Remedies for aches and pains
As you get older you tend to become more prone to aches and pains – from non-specific twinges in the joints to conditions such as arthritis. If you have a medical condition causing you muscular and/or joint pain, take advice from your doctor as to how much and what type of exercise is best for you.
Some joint pain has been shown to respond well to dietary treatment. One of the most promising is the use of fish oil. A number of trials have indicated that symptoms of rheumatoid arthritis can be relieved in some people by taking fish oil supplements. Fish rich in the specific type of oil include mackerel, salmon, sardines, pilchards, herrings, kippers and (uncanned) tuna. The liver of white fish is also rich in oil – hence cod liver oil.
There is a potential biochemical explanation for this – fish oil contains a special type of fat (omega3 fatty acids) which when metabolised by the body interacts with the system responsible for inflammation, damping it down.

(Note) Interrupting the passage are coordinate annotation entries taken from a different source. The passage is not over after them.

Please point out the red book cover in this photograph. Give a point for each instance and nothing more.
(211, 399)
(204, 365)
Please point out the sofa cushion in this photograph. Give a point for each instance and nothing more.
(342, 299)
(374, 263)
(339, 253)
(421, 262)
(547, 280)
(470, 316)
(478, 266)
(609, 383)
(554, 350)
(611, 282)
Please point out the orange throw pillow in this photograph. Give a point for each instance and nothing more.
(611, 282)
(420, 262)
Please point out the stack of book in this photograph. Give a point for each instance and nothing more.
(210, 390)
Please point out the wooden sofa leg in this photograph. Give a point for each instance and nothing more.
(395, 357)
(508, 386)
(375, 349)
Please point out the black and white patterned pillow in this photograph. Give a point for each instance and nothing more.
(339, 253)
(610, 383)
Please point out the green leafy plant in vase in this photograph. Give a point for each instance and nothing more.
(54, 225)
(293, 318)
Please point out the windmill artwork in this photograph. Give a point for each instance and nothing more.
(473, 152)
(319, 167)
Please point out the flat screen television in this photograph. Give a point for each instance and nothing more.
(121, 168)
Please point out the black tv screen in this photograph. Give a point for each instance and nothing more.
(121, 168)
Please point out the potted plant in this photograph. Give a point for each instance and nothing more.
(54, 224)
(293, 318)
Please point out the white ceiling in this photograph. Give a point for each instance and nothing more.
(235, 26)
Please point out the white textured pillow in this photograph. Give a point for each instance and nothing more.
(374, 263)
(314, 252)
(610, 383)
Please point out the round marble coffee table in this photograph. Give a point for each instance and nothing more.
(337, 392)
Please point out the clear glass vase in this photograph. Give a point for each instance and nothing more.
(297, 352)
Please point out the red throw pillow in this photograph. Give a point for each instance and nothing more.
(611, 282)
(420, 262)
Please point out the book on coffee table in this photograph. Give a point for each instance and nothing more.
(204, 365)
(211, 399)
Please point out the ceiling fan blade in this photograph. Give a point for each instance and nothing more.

Since some joint pain is caused by inappropriate inflammation, relief is brought about by decreasing the inflammation response.
Another bonus of fish oil is that it seems to decrease the ‘clottability’ of the blood, thereby decreasing the risk of heart disease and strokes.
In conclusion, as a veteran athlete you need to follow general guidelines for sensible sports nutrition – ensuring that you have a good carbohydrate intake and eating plenty of fresh foods. If you’re eating less than you used to, try to make sure that the food you do eat is pulling its weight in terms of its nutrient content – and in particular, watch out for calcium and iron.